Equilibrium Selection in Auctions and High Stakes Games
Paul Milgrom, Joshua Mollner
We introduce the test-set equilibrium refinement of Nash equilibrium to formalize the idea that players contemplate only deviations from equilibrium play in which a single competitor plays a non‐equilibrium best response. We then apply this refinement to three well‐known auction games, comparing our findings to similar ones previously obtained by specialized equilibrium selections. We also introduce a theory of high stakes versions of games, in which strategies are first proposed and then subjected to a potentially costly review‐and‐revise process. We demonstrate a sense in which the test‐set equilibria emerge from such processes when the cost of revision is small.
Identifying Preferences in Networks with Bounded Degree
Áureo de Paula, Seth Richards‐Shubik, Elie Tamer
This paper provides a framework for identifying preferences in a large network where links are pairwise stable. Network formation models present difficulties for identification, especially when links can be interdependent, for example, when indirect connections matter. We show how one can use the observed proportions of various local network structures to learn about the underlying preference parameters. The key assumption for our approach restricts individuals to have bounded degree in equilibrium, implying a finite number of payoff‐relevant local structures. Our main result provides necessary conditions for parameters to belong to the identified set. We then develop a quadratic programming algorithm that can be used to construct this set. With further restrictions on preferences, we show that our conditions are also sufficient for pairwise stability and therefore characterize the identified set precisely. Overall, the use of both the economic model along with pairwise stability allows us to obtain effective dimension reduction.

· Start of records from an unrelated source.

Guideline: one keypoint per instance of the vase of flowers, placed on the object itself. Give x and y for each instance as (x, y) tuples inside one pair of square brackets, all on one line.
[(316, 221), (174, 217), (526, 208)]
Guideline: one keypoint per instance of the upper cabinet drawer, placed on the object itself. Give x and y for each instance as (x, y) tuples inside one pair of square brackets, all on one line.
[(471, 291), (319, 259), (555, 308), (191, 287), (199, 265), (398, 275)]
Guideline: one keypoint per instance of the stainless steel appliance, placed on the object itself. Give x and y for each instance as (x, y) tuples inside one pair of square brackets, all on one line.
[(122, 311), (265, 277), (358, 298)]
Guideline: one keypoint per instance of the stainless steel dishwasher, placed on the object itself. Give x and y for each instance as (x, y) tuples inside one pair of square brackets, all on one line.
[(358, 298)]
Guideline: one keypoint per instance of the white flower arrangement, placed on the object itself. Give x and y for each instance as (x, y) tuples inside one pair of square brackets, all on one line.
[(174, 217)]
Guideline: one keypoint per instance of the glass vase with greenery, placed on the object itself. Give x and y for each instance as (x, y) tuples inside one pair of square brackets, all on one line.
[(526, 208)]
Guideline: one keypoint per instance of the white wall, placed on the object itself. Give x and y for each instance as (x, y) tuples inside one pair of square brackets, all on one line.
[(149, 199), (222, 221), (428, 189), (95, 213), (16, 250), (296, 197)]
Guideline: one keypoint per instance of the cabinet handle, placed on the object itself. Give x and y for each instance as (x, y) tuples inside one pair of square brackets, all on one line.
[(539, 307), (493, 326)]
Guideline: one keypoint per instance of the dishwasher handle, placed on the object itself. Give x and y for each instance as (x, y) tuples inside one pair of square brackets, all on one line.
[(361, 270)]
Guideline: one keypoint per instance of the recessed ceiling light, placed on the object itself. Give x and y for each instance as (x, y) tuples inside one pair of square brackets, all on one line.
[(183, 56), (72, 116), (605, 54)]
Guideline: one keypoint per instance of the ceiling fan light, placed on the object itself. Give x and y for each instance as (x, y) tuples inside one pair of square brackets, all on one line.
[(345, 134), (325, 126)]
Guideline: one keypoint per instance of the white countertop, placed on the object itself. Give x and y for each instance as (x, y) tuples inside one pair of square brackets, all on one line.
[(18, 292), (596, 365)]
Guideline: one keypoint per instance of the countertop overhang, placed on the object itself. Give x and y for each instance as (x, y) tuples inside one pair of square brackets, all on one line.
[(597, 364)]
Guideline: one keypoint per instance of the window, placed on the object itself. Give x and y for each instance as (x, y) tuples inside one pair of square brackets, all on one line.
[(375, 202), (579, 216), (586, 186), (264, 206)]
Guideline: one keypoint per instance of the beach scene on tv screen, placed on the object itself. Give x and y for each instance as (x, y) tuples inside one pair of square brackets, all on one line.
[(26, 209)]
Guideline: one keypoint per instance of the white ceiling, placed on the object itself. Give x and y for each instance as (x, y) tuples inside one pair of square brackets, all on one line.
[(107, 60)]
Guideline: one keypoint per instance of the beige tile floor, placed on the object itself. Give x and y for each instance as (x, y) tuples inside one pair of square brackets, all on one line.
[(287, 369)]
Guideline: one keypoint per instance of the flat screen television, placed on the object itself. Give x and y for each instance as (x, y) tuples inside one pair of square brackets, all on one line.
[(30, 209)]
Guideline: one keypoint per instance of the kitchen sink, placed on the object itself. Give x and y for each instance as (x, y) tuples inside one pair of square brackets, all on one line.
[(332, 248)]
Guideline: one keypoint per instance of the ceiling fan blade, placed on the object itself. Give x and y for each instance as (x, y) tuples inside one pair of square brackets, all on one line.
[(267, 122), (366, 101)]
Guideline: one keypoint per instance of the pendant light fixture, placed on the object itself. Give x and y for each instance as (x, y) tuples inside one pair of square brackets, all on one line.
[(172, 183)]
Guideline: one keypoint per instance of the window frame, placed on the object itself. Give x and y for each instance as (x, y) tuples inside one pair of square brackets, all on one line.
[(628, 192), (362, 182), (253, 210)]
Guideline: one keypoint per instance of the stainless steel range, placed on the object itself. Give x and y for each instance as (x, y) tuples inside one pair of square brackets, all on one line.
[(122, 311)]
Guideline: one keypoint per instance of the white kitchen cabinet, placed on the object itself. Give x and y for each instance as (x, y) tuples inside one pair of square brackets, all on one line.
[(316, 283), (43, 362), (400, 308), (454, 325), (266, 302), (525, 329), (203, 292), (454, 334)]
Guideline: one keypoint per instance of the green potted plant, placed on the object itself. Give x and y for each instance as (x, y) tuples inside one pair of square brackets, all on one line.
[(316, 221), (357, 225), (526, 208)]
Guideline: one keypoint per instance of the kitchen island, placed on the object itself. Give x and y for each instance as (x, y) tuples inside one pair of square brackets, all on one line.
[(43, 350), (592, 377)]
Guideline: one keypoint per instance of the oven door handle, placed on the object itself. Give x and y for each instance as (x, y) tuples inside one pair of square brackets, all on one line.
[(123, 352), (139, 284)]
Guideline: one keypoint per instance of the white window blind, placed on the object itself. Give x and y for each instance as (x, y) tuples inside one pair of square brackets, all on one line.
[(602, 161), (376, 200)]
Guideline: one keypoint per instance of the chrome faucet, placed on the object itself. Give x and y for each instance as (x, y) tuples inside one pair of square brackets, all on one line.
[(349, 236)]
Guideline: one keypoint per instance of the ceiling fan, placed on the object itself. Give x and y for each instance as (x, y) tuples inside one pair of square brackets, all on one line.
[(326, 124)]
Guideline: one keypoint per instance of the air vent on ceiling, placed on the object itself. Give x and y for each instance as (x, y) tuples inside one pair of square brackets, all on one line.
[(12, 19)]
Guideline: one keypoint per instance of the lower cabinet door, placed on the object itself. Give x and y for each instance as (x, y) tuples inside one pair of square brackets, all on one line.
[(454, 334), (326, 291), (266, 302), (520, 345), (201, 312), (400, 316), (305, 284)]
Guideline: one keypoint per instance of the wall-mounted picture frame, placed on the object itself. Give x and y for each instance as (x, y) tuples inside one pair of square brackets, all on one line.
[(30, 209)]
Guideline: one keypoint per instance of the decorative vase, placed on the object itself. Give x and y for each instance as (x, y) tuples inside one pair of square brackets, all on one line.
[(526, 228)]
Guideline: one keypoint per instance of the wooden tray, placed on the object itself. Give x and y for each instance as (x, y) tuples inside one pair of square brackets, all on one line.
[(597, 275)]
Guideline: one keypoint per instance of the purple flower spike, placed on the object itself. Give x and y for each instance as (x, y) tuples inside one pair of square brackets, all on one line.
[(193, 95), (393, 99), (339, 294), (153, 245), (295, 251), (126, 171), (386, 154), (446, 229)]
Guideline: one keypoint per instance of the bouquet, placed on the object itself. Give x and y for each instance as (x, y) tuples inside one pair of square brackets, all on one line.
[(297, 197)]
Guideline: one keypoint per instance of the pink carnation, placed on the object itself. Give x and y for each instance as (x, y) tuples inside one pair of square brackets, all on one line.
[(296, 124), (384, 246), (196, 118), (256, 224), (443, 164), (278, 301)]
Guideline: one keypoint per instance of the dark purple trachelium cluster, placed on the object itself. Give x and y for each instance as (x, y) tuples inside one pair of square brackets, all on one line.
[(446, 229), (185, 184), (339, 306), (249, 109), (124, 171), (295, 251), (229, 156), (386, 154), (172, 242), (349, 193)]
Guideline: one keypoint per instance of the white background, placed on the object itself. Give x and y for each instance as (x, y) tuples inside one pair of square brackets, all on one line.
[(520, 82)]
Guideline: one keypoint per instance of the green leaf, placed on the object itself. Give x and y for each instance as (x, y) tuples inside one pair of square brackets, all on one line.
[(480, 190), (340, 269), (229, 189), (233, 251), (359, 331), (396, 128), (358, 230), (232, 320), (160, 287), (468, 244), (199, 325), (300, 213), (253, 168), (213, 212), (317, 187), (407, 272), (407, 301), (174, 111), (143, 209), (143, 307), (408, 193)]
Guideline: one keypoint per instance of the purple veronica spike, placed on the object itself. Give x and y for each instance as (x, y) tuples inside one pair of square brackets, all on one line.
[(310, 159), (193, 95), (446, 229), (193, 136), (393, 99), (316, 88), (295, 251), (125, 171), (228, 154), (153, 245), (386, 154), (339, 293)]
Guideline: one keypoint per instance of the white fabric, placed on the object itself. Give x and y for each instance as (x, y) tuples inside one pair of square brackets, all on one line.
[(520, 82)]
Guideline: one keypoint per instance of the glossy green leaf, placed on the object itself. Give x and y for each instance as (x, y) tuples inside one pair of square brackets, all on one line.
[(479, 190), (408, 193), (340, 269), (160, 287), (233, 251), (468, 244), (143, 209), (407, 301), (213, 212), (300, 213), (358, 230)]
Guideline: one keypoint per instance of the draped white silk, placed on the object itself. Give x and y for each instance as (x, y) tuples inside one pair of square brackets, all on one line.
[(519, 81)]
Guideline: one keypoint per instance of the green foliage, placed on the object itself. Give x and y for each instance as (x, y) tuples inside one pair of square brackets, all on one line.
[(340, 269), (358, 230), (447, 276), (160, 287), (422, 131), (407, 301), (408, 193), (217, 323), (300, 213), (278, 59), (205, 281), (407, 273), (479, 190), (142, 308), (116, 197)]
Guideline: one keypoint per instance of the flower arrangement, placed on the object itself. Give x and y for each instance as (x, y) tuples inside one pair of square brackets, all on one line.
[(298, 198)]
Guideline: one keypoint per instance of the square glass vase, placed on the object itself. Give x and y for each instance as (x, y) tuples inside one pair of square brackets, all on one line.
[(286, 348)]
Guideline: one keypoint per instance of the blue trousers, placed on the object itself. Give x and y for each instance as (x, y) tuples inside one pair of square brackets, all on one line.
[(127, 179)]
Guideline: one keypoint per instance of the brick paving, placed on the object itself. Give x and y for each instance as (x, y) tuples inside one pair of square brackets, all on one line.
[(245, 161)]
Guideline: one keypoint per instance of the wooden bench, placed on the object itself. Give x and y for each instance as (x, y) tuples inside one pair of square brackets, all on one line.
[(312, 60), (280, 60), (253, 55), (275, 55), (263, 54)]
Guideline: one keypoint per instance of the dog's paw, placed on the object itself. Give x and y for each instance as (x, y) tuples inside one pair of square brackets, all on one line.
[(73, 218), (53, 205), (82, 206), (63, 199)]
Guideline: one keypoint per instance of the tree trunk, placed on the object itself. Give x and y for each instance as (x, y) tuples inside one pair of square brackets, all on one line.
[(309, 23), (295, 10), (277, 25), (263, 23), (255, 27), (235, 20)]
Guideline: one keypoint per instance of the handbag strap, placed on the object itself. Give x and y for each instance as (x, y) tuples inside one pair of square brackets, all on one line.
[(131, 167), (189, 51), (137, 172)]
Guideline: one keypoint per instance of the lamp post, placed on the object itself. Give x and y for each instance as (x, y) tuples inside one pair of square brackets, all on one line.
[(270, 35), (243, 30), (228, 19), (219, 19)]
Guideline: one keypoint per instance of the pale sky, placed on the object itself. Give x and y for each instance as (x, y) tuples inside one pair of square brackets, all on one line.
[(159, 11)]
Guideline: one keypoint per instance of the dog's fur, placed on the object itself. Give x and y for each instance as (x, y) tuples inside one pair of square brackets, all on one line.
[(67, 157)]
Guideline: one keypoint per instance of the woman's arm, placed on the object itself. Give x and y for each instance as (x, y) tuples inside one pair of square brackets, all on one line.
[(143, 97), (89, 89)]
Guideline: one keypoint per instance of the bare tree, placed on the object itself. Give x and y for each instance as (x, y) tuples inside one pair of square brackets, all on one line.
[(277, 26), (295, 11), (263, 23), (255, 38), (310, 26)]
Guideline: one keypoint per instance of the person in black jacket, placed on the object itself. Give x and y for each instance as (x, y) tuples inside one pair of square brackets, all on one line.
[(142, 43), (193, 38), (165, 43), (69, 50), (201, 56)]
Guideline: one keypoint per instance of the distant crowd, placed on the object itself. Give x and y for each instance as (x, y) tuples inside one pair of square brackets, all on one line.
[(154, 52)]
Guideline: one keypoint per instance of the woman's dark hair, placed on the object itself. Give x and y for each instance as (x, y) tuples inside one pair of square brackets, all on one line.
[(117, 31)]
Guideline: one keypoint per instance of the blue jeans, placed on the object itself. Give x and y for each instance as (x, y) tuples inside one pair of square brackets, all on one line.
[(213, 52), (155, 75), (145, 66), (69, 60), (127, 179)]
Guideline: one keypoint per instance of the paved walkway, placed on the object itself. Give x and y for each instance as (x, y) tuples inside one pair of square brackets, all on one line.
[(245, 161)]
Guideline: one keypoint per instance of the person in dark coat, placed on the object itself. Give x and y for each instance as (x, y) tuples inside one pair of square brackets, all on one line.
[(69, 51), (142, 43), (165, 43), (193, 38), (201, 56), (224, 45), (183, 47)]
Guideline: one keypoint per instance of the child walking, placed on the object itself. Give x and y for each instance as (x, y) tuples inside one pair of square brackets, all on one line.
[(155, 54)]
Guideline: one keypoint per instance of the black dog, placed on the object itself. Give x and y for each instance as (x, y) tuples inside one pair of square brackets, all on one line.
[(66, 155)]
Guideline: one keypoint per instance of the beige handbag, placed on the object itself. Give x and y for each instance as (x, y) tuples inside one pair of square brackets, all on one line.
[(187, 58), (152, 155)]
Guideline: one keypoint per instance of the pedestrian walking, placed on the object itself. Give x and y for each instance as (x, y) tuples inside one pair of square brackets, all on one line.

Identification of Nonparametric Simultaneous Equations Models with a Residual Index Structure
Steven T. Berry, Philip A. Haile
We present new identification results for a class of nonseparable nonparametric simultaneous equations models introduced by Matzkin (2008). These models combine traditional exclusion restrictions with a requirement that each structural error enter through a “residual index.” Our identification results are constructive and encompass a range of special cases with varying demands on the exogenous variation provided by instruments and the shape of the joint density of the structural errors. The most important results demonstrate identification when instruments have only limited variation. Even when instruments vary only over a small open ball, relatively mild conditions on the joint density suffice. We also show that the primary sufficient conditions for identification are verifiable and that the maintained hypotheses of the model are falsifiable.
Identification of Treatment Effects under Conditional Partial Independence
Matthew A. Masten, Alexandre Poirier
Conditional independence of treatment assignment from potential outcomes is a commonly used but nonrefutable assumption. We derive identified sets for various treatment effect parameters under nonparametric deviations from this conditional independence assumption. These deviations are defined via a conditional treatment assignment probability, which makes it straightforward to interpret. Our results can be used to assess the robustness of empirical conclusions obtained under the baseline conditional independence assumption.